Keep reading: this is part of the complete guide to marketing to Chinese & international buyers. See also ACproperty vs Juwai and why Chinese buyers aren’t on Domain or REA.
Common questions
Is Juwai or ACproperty better for Australian agents?
It depends on who you want. Juwai has a large, global Chinese audience and suits agents focused on offshore buyers, though Australian listings compete there with property from other countries. ACproperty is Australia-only, which means a more relevant audience and less noise, and it reaches the large local Chinese-Australian buyer pool that international-only platforms miss — plus it syndicates one listing across many channels. For most agents wanting both local and overseas reach, the Australia-focused, syndicated approach covers more ground.

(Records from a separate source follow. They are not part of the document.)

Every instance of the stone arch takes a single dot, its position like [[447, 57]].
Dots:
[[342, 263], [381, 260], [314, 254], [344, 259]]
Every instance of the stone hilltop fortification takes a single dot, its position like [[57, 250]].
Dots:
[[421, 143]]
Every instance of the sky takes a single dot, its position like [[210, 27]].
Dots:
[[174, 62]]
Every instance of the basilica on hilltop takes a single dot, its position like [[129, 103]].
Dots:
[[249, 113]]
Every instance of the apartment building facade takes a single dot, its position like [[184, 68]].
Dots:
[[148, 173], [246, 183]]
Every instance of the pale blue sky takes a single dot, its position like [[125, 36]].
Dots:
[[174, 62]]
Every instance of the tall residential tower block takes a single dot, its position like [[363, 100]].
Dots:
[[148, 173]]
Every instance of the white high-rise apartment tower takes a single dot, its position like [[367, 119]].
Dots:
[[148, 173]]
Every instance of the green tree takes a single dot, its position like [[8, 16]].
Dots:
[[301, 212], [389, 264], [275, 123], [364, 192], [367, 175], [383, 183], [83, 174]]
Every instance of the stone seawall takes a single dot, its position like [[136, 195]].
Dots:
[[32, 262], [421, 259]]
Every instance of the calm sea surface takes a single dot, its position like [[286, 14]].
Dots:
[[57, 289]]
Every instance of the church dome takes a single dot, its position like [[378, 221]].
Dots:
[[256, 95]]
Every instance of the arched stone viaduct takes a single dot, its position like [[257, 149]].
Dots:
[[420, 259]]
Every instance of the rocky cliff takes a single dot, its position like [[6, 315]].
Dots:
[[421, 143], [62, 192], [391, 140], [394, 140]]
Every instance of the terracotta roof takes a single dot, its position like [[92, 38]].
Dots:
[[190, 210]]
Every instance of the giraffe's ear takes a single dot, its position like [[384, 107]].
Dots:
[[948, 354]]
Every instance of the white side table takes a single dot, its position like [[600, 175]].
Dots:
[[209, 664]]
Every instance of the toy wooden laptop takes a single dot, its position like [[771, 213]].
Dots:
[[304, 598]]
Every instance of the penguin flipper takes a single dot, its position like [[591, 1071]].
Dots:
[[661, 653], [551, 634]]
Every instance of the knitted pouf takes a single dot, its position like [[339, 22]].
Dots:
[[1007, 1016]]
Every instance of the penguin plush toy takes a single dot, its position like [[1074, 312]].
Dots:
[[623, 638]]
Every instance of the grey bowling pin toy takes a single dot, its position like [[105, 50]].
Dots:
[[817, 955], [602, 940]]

Do I still need realestate.com.au and Domain?
Yes. They're the base of every campaign and reach local buyers better than anything. The Chinese-buyer platforms aren't a replacement for them — they're the international layer on top, reaching the buyers the domestic portals were never built for. Use both.
What's the most cost-effective way to reach Chinese buyers?
For real reach at a low cost per listing, a subscription-based syndication network usually gives the most coverage for the money, because one fee covers all your listings across many channels rather than charging per property. Working a single channel like WeChat can be low-cost too, but it takes ongoing time. Weigh the cost against the effort it takes and how many buyers it actually reaches.
Does the foreign-buyer ban make these platforms pointless?
No. The ban (1 April 2025 to 30 June 2029) only affects foreign persons buying established homes. New builds and off-the-plan stay open to FIRB-approved foreign buyers, and permanent residents, New Zealand citizens and spouses of Australians aren't affected. Many overseas buyers are also on a path to residency or buying with family already here. The audience these platforms reach is still very much active.